Sarandos admitted that last March was “a shock to the system” with no protocols in place to accommodate necessities like dubbing in countries like Italy and Brazil. He also acknowledged that the company could have had early foresight into what was happening, had they listened better to some of their international teams.

“You’ve got to listen. This impact, we started hearing it from our employees in Korea and Japan and Southeast Asia weeks before we were experiencing it here and it was very abstract what people were describing about life at home and the pressure and the fear,” said Sarandos. “So for me, a lesson was you really have to listen. The best way that people can do the best work of their lives is to make sure they’re comfortable and they’re safe. Had we listened a bit more to our own employees, we would have seen what was coming better.”

Sarandos said some COVID-19 protocols will be rolled into production norms, with the company experimenting with work from home days moving forward, but he believes creative work is ultimately better when it’s collaborative.

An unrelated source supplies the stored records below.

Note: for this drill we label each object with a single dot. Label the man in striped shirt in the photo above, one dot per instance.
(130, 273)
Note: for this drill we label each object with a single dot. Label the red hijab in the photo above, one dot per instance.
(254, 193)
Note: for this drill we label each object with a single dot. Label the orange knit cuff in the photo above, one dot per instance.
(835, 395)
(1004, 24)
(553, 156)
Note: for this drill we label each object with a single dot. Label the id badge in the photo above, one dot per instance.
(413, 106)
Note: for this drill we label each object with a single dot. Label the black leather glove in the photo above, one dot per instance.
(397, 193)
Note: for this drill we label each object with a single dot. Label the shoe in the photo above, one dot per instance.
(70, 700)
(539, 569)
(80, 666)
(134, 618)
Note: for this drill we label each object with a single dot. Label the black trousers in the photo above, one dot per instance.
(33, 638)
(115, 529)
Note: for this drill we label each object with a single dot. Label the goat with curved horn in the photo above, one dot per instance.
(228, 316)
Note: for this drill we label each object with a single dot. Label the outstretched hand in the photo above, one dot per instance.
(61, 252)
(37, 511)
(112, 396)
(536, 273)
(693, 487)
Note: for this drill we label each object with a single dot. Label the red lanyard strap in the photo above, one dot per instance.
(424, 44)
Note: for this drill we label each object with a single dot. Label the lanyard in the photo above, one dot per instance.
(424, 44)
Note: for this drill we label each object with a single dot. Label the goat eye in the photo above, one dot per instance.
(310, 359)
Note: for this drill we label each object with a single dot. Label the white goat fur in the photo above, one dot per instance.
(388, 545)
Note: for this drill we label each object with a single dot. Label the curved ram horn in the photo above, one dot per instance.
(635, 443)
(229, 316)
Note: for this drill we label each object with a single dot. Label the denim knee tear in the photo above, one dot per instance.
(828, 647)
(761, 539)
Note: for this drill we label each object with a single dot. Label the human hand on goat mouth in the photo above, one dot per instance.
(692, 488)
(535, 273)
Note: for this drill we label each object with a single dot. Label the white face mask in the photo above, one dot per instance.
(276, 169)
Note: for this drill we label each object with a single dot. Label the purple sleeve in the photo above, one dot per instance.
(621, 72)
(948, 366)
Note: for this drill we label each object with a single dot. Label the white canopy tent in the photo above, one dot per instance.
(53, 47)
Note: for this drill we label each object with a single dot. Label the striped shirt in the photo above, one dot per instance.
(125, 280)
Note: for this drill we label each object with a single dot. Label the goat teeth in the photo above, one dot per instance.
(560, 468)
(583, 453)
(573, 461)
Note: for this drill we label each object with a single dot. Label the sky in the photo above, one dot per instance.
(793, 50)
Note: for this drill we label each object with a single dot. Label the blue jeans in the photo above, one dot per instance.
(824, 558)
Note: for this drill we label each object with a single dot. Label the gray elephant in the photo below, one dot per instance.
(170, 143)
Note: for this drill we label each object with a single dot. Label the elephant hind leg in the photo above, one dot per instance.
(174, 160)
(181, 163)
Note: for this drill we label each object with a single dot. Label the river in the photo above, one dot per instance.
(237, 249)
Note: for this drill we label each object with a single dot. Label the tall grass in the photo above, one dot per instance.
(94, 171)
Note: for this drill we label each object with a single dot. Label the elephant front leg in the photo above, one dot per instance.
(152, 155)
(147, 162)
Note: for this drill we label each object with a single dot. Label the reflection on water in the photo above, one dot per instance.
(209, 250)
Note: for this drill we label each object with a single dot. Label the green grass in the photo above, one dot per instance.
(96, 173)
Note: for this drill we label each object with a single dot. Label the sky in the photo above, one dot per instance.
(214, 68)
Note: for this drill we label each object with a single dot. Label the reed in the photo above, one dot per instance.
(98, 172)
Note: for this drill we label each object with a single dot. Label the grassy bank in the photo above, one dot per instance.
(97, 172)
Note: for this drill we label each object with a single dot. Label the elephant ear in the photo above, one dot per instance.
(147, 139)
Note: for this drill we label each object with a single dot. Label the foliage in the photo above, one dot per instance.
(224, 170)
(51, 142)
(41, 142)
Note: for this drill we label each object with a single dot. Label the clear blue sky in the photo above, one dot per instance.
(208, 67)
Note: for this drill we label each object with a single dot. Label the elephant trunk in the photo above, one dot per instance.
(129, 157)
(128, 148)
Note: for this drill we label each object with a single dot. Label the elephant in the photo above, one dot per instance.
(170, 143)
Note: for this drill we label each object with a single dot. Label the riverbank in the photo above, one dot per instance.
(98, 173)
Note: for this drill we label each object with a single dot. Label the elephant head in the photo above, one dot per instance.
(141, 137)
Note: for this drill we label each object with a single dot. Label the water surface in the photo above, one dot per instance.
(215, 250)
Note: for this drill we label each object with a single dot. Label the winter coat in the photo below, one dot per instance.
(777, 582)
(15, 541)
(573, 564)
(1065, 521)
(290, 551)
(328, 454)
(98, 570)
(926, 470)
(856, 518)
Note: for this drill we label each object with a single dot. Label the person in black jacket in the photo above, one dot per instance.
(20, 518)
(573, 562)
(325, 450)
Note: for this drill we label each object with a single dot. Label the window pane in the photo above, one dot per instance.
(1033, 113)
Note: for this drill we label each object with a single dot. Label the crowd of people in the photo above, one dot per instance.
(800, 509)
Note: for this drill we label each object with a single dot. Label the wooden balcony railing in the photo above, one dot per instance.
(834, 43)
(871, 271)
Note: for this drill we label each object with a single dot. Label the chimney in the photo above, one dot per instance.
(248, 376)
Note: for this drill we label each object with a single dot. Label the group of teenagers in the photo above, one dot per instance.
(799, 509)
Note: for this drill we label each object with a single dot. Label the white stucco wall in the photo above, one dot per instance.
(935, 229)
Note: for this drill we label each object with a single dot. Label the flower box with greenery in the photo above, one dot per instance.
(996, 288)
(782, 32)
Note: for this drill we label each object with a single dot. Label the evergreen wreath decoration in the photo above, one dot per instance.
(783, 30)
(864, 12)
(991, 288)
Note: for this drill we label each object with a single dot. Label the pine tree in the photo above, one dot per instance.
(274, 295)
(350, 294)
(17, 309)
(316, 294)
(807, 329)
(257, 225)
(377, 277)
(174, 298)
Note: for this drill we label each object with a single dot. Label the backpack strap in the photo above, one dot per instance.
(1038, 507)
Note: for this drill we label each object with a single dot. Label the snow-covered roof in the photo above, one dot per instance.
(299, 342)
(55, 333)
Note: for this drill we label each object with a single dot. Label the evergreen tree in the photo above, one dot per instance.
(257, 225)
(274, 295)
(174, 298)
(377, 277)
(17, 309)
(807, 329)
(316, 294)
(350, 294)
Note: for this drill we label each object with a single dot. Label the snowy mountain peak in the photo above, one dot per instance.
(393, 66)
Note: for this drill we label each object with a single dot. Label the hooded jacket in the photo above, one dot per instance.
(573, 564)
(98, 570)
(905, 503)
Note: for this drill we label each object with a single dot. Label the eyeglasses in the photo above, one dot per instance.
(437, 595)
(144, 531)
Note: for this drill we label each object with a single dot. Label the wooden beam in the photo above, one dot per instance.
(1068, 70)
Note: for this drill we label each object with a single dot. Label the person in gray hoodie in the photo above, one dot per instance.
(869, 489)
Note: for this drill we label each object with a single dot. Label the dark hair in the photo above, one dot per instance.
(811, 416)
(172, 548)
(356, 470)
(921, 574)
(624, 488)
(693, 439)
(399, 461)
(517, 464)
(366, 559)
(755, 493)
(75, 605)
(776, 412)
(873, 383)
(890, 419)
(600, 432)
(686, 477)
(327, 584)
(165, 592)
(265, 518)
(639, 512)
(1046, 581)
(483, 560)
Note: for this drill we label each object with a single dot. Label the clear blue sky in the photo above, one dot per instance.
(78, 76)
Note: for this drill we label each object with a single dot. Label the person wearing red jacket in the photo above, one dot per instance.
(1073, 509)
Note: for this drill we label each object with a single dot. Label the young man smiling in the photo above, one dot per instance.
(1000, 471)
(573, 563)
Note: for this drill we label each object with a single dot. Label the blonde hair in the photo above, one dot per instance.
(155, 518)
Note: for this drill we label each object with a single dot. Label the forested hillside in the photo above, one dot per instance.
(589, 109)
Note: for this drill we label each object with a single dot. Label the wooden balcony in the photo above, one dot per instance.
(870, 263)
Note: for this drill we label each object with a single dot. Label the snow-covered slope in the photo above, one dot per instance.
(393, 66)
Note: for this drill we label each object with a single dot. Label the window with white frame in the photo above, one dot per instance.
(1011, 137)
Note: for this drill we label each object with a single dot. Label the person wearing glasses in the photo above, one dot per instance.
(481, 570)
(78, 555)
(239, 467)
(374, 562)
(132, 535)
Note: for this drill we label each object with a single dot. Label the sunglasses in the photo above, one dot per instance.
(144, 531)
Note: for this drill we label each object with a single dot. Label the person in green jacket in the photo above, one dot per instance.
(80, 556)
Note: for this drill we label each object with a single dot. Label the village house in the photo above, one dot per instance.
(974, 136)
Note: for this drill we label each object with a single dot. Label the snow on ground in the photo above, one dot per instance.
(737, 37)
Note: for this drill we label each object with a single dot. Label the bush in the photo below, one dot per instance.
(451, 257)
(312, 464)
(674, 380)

“The ability to collaborate, the ability to offer feedback in real time or reading body language, you can be a much more effective communicator in the room. We just have to find the right balance…remember, we’re in the very early stages of video conferencing. This was kind of put together for emergency purposes, but I think it will continue to get better and better and will replace some travel,” said Sarandos. “Writers rooms, you can write a script via video conferencing and Zoom, but it’s very hard to replace the ability to hear the laughter of folks at the table to hear if the joke worked.”

Sarandos concluded the discussion by addressing what many Canadian fans saw as the premature conclusion of CBC-Netflix co-production Anne With An E. He’s hopeful some of that disappointment will be appeased by the news that Irish-Canadian actress Amy Beth McNulty will be joining the cast of Netflix sci-fi hit Stranger Things.